1

I am copying large amounts of files from one server to several other servers.

I have a list of copy operations which have an Order so The files to Server a are first in the list and the files to server b come at the end of the list.

I am using a AsParallel.AsOrdered() on the list to make sure that files are copied to the first server first then only when threads are free to the second server.

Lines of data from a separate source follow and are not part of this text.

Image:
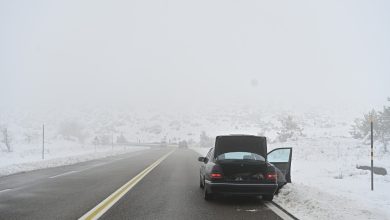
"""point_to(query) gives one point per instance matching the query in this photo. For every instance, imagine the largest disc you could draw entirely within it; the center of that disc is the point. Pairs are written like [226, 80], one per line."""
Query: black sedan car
[240, 165]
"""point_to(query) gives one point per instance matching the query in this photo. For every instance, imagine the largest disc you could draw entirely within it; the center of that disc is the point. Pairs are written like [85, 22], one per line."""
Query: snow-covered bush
[73, 131]
[361, 128]
[289, 128]
[206, 141]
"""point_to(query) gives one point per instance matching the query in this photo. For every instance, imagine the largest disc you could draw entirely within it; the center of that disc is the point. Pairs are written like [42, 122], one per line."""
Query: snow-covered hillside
[326, 183]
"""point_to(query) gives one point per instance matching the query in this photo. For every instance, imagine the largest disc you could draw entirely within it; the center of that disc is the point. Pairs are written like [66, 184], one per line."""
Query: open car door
[281, 158]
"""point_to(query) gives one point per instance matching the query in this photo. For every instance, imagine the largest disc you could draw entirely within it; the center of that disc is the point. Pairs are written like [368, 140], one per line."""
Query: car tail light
[216, 176]
[271, 176]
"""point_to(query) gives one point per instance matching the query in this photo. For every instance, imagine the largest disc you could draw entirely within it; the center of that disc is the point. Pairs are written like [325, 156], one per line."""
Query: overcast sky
[184, 52]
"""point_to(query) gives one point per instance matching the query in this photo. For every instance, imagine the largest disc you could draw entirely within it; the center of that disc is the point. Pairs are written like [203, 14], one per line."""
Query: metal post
[372, 155]
[43, 141]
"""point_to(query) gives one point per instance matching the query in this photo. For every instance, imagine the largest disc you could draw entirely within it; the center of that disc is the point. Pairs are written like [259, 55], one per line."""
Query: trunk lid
[240, 143]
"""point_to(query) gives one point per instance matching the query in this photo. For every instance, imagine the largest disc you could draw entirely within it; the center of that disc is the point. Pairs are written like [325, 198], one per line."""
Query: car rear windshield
[240, 156]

It Doesn't seem to be working as it will copy files to both servers at the same time, am I missing something, is there a better way of writing this code. I checked with large files to really see the order and it seems to not relect the list order

var dotheCopy = copy.ToArray().OrderBy(a => a.GroupId);

var copyList = new List<CopyOps>();

foreach (var x in dotheCopy)
{
    ... some validation code 
    copyList.Add(x);
}

copyList.AsParallel().AsOrdered().WithDegreeOfParallelism(5)
    .ForAll(x => this.DoTheCopy(x));
royhowie
  • 11,075
  • 14
  • 50
  • 67
MicroMan
  • 1,988
  • 4
  • 32
  • 58
  • It seems like your actual goal it to process your items in order, but in batches of 5, correct? – dcastro Nov 27 '14 at 19:38
  • What we need to do is first copy to the first server but as threads become available start copying top the second server, we have a max degree of parallelism of 5 – MicroMan Nov 27 '14 at 19:42

2 Answers2

4

AsOrdered doesn't guarantee execution order. It guarantees that the results will be ordered.

Enumerable.Range(0, 3).AsParallel().Select(x => x); // 3,1,2,

Enumerable.Range(0, 3).AsParallel().AsOrdered().Select(x => x); // 1,2,3

Since ForAll doesn't return anything, then combining it with AsOrdered is useless.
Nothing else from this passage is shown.